Besides, say the filmmakers, it’s okay to offend people when making art. “We’re just trying to show realism,” says Provost. “People should understand that it’s a fictitious series. We’re not showing anything that hasn’t been shown in American Pie or [TV-series] Blue Mountain State.

Barbosa agrees. He says fewer people will be offended if they see the show in its entirety. There are negative stereotypes, true. But there are also positive ones. “People look at Western and think everybody there is a douchebag, cocky and stuff,” he says, “I want to show it in a different light.”

Barbosa says the close community at Western is what made it the right setting for the show. He’s even willing to give away the ending (spoiler alert) to prove that point.
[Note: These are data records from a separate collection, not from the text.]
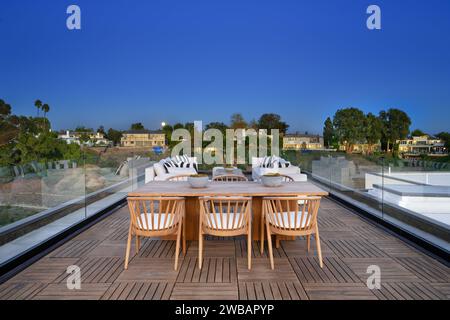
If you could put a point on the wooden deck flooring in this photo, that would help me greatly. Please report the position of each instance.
(349, 245)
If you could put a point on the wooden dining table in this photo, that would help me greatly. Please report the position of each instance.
(251, 189)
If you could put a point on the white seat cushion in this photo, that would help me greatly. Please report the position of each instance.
(160, 221)
(289, 170)
(228, 223)
(282, 221)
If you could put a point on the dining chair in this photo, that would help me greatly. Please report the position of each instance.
(290, 216)
(225, 217)
(156, 217)
(182, 177)
(230, 178)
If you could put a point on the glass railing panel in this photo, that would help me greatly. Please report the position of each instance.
(39, 199)
(416, 195)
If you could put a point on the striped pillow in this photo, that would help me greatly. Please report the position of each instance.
(265, 163)
(169, 163)
(283, 163)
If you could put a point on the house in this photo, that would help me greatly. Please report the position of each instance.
(302, 142)
(143, 138)
(95, 138)
(421, 145)
(363, 148)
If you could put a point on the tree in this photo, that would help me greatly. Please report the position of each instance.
(373, 130)
(101, 130)
(83, 129)
(237, 121)
(24, 139)
(5, 109)
(178, 126)
(445, 136)
(38, 105)
(328, 133)
(395, 126)
(45, 108)
(253, 124)
(418, 133)
(217, 125)
(272, 121)
(167, 129)
(349, 127)
(137, 126)
(114, 136)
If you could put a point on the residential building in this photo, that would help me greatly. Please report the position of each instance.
(95, 138)
(143, 138)
(302, 142)
(363, 148)
(422, 145)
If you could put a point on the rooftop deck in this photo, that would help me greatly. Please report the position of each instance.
(349, 244)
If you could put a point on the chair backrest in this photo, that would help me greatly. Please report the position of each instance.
(291, 213)
(155, 214)
(230, 178)
(225, 214)
(181, 177)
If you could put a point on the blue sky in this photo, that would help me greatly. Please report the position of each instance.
(183, 60)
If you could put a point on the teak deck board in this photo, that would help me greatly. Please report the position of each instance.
(406, 273)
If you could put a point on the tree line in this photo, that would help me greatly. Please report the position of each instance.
(25, 139)
(351, 126)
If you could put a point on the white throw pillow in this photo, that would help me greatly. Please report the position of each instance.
(159, 169)
(181, 171)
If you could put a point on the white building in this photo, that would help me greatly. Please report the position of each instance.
(95, 139)
(421, 145)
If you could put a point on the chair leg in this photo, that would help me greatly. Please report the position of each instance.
(269, 243)
(249, 249)
(319, 249)
(200, 250)
(262, 233)
(177, 247)
(127, 252)
(184, 236)
(138, 244)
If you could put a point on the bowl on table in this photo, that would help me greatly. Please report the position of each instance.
(198, 181)
(229, 169)
(272, 180)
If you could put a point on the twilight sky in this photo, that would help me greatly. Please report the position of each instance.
(184, 60)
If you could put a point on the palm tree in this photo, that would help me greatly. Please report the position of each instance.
(38, 105)
(45, 108)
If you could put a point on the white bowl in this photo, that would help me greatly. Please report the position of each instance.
(269, 181)
(198, 182)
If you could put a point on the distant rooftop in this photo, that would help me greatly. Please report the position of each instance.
(143, 131)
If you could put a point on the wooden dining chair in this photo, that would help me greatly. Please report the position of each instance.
(230, 178)
(156, 217)
(181, 177)
(225, 217)
(290, 216)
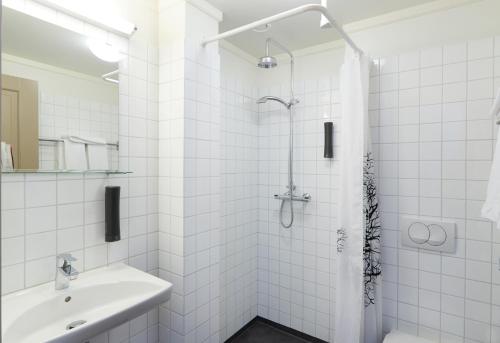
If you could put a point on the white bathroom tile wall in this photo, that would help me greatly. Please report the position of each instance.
(239, 211)
(436, 164)
(189, 174)
(43, 215)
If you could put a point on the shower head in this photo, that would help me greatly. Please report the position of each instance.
(267, 62)
(264, 99)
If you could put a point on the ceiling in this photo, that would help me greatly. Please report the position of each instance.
(31, 38)
(301, 31)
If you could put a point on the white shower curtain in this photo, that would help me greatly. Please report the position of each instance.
(358, 314)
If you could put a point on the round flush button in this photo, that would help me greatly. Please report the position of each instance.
(437, 235)
(418, 233)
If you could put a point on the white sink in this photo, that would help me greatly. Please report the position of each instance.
(103, 298)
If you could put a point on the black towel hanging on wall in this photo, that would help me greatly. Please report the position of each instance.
(112, 213)
(328, 151)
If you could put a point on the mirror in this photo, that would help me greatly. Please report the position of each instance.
(59, 100)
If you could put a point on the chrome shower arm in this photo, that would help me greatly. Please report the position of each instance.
(292, 61)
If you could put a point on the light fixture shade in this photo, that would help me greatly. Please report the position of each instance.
(105, 51)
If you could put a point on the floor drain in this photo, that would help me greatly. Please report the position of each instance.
(75, 324)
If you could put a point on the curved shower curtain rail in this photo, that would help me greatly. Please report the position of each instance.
(283, 15)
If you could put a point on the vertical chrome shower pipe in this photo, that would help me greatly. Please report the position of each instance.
(290, 140)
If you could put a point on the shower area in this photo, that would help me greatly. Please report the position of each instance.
(278, 256)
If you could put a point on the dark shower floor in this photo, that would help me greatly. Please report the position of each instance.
(258, 331)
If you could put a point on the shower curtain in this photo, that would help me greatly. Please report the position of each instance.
(358, 314)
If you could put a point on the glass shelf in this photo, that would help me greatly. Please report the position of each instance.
(62, 171)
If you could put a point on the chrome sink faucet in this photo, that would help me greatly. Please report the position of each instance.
(65, 272)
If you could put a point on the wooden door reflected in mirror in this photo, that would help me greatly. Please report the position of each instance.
(20, 120)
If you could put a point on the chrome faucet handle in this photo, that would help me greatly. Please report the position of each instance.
(66, 267)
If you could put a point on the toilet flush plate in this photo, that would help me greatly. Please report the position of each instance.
(427, 233)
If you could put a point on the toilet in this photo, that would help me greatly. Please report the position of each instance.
(396, 336)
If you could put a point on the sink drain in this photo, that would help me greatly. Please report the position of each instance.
(75, 324)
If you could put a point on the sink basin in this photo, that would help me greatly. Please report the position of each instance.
(95, 302)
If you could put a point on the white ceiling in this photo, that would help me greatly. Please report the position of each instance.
(301, 31)
(31, 38)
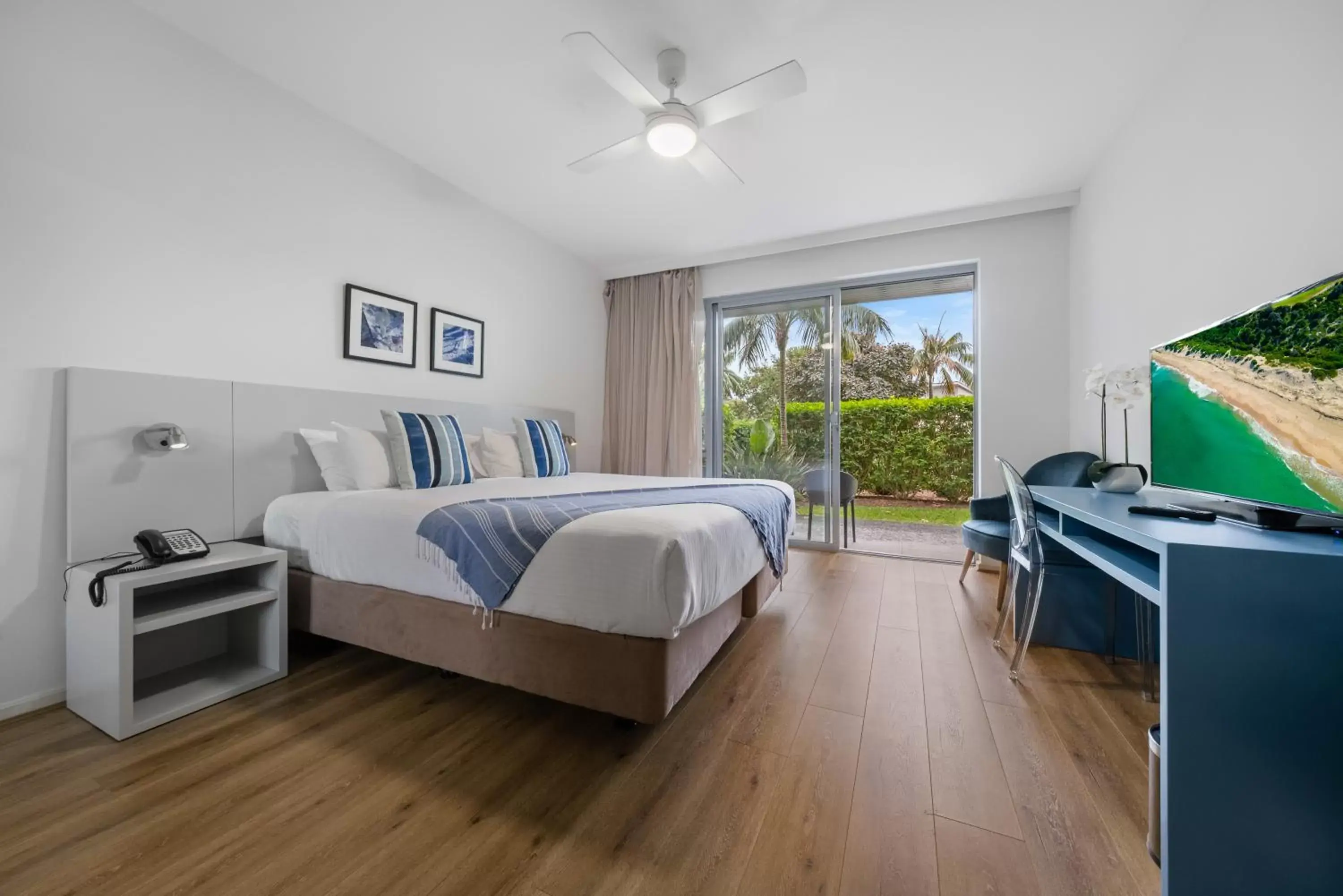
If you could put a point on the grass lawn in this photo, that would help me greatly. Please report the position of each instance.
(924, 515)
When Noble, the import from Carleton, finds out that his girlfriend at Queen’s has cheated on him, he realizes that his friends from Western will be there to support him. They’ve always had his back. They always will.

“We show it’s not the school you think it is,” says Barbosa. “There are really good people there.”

Still, the school is distancing itself from the series ahead of its New Year’s Day online launch. “At this point, it is too soon to understand the full scope of this show,” wrote Keith Marnoch, Director of Media & Community Relations in an e-mail. “If the show was produced to deliberately denigrate Western, that would certainly be disappointing,” he says, adding: “Obviously, anyone can shoot a video on campus, but commercially-produced programs require pre-arranged agreements…”

Although Barbosa didn’t seek an agreement for the production,YEAH! Films hasn’t made any money. They’re presenting the show in association with an Ottawa business for free. Barbosa plans to use it as a portfolio piece to sell product placements in future online series he will direct.

But as much as he feels the show shouldn’t be censored, Barbosa says that if his friend is at risk serious academic trouble, he’d be will consider removing the video. Friendship comes first, after all.